The announcement restricting tax relief on financing costs will affect all buy-to-let residential landlords with finance costs.
Those effects have been visible since April 6, 2017. After the government announced that buy-to-let properties could be transferred to limited companies, landlords have begun considering moving their portfolios.
If you have been living in an area where the property market has been solid over the last few years, you might wonder whether transferring your property to a limited company would make sense.
This can help you to reduce your tax liability. However, you may also find that your mortgage repayments are higher. If this is the case, it can affect the amount of money you can spend on improving the property. However, you should be OK with this.
There are many reasons why transferring your property to a limited company makes sense. The main reason is that you will be able to pay less tax.
Generally, companies are only subject to a percentage tax on their earnings. Additionally, the company’s profits are subject to a cap on the amount that may be earned.
Regardless of the gains made by the company, you can take money out of the company for your personal use.
As a sole proprietor, your income bracket is determined by your income bracket. Individuals paying a high tax rate pay up to 40% of their income in taxes, which can rise to 45% at the highest rate.
What is a Limited Company in the UK?
We tend to associate limited companies with limitations and a lack of freedom when we discuss them. The term “limited company” is used to refer to a legal entity that is independent of its parent company.
A limited company is a company whose shares are traded on a stock exchange. Limited companies are also known as private companies, as individuals own them.
It is advantageous to operate a business as a limited company. It is essential that the name of a limited company is unique and is not already in use by another company. The term has several possible endings, including Limited, Ltd, and Welsh equivalents.
If things don’t turn out as planned, a limited company offers an added layer of security and protection. If no fraud or scam has occurred, limited liability means that you are not liable for any financial losses made by the company. This is other than the amount you have invested.

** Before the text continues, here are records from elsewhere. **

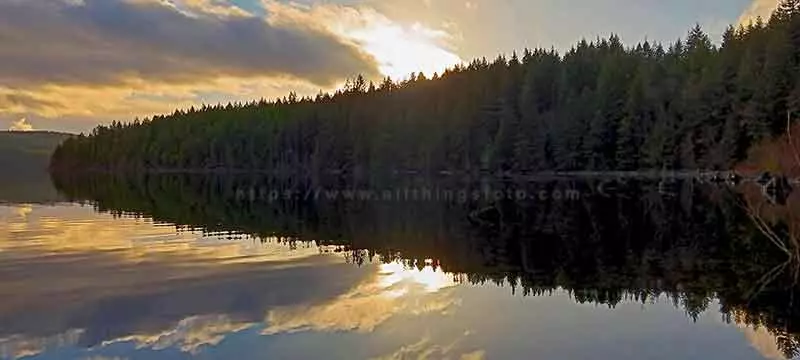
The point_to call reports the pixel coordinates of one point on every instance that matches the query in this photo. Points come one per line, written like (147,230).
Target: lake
(252,267)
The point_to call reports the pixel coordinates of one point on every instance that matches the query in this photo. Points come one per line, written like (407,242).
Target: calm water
(184,267)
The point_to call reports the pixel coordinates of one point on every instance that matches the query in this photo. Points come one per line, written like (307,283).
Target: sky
(69,65)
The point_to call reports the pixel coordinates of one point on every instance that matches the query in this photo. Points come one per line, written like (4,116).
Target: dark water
(245,267)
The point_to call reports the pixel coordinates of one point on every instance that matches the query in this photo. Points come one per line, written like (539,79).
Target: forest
(602,105)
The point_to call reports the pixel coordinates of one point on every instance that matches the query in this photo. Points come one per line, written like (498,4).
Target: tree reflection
(631,241)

As a result of its distinct entity status, a limited company may have an easier time securing business investment and financing than you. Tax accountants can provide professional assistance and consultation for a limited company to maximize its tax advantages.

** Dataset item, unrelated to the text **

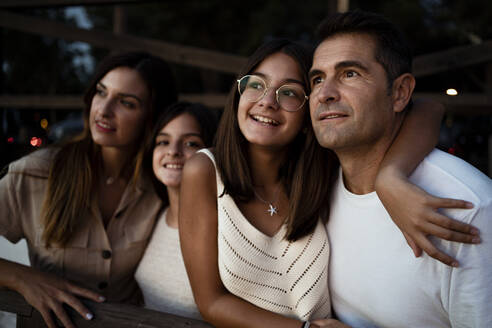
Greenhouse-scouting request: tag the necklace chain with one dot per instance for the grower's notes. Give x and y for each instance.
(272, 209)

Even though many shareholders have retired or resigned, the company provides security for its employees. It is less time-consuming and more successful at making decisions when the principal shareholders are the company’s directors.

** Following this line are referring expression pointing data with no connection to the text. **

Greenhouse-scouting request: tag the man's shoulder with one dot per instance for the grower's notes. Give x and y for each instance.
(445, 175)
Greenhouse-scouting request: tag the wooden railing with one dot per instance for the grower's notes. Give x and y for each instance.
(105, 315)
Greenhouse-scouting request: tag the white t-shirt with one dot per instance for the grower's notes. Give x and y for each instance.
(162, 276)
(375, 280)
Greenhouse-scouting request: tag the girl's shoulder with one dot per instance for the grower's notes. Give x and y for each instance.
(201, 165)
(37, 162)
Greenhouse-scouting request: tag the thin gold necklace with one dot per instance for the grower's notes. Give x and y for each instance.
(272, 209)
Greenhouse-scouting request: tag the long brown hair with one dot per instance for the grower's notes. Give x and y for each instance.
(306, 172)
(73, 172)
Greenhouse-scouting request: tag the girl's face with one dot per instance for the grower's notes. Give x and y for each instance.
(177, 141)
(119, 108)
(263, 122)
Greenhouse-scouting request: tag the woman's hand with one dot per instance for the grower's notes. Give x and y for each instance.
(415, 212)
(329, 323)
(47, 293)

The importance of keeping up with legislation and industry reforms changes cannot be overstated. Limited companies, however, have a limited number of liabilities. A few of these include registering your company and adhering to the most recent tax laws. However, you can hire a professional accountant or contract with an established accounting firm near you. This is because an accountant specializes in property accounting.
Methods of holding investment property
UK buy-to-let and residential properties can be held using an unlimited range of methods. Each approach has advantages and disadvantages based on an individual’s or family’s particular circumstances.
In general, you may hold a buy-to-let property in three ways: personally through your name, through a limited company, or through a trust. As far as liabilities and tax implications are concerned, each approach differs slightly.
Every year, a tax is owed on enveloped dwellings (ATED), also known as the annual tax during ownership. It is possible to find yourself unexpectedly in a higher tax bracket than you initially anticipated. To calculate liabilities and tax returns correctly and effectively, it is advised to consult with a reputable accountant.
Pros of changing your property to an LTD
- The corporation tax return will be filed, and corporation tax will be paid on profits rather than income.
- In the 2021/22 tax year, the corporation tax rate will be 19%, lower than personal income tax. Profits earned through a company will also be exempt from National Insurance.
- The recent restrictions on mortgage interest relief will no longer apply to corporations when they pay corporation tax.
- There will also be no restrictions on the ease of finance costs.
Cons of transferring property to a LTD company
A limited company may seem like an easy way to own property; however, unexpected risks may arise.
- Even though corporate taxes are lower than income taxes, you may be required to pay income taxes on profits extracted from the company.
- Considering the capital gains tax implications, the market value of a property transferred to a company is subject to Capital Gains Tax (CGT). CGT applies regardless of whether you gift property to a limited company or dispose of it at a lower value. If you have shares or shares and cash, consider claiming S162 Incorporation Relief.
In conclusion, In the UK, property transfer to a limited company is subject to specific requirements. These include registering with Companies House within seven days of making the transfer and providing the relevant information required by Companies House.